I know this sounds like I have a lot of criticism for this comic, but it is literally an experience where my knowledge of orientalism helps inform an enjoyment in reading the plot and analyzing it. I crave a happy ending for these characters and I believe that the romance and the fantasy are valid avenues with which to get that happy ending. I just want to think and talk more about the ways that East Asian media, especially webtoons and manga, will regurgitate established tropes centering orientalism and revolving around a savage, sexualized, brown-skinned other.

Halid and his family are relatively good examples of how you can create layered characters in these Oriental settings, but even they fall flat in the end because the setting itself is so contingent upon something that we know has informed centuries of portrayals of the Orient, a place Said points out…  isn’t even real. There is no real Orient. It’s like the concept of The Middle East. Political, conceptual, used to excuse art or violence or… both. 

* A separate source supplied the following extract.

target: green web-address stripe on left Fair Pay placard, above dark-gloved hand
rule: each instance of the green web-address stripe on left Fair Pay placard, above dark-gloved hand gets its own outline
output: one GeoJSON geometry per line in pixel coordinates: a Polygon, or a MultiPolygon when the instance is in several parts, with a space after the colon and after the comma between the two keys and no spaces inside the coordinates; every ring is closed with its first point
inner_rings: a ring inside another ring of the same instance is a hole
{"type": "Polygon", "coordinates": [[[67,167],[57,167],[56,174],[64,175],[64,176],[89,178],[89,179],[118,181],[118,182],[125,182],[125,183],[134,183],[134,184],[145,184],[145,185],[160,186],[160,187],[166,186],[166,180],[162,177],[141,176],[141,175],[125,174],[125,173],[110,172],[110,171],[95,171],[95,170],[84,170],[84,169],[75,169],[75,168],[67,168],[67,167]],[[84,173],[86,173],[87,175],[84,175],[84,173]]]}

Overall, I don’t know that I would recommend this webtoon. I enjoy it and read two thirds of the English translation in a single night, but is it something that I can recommend in good faith? Despite the beautiful art, lovey dovey relationship, and the mystery behind Veronica’s past, grappling with the Specter of orientalism in this webtoon means that I feel as if I can’t recommend it wholeheartedly even though I do get significant enjoyment from reading it.

If you’ve read this webtoon, what are your thoughts? Do you love it, do you recommend it?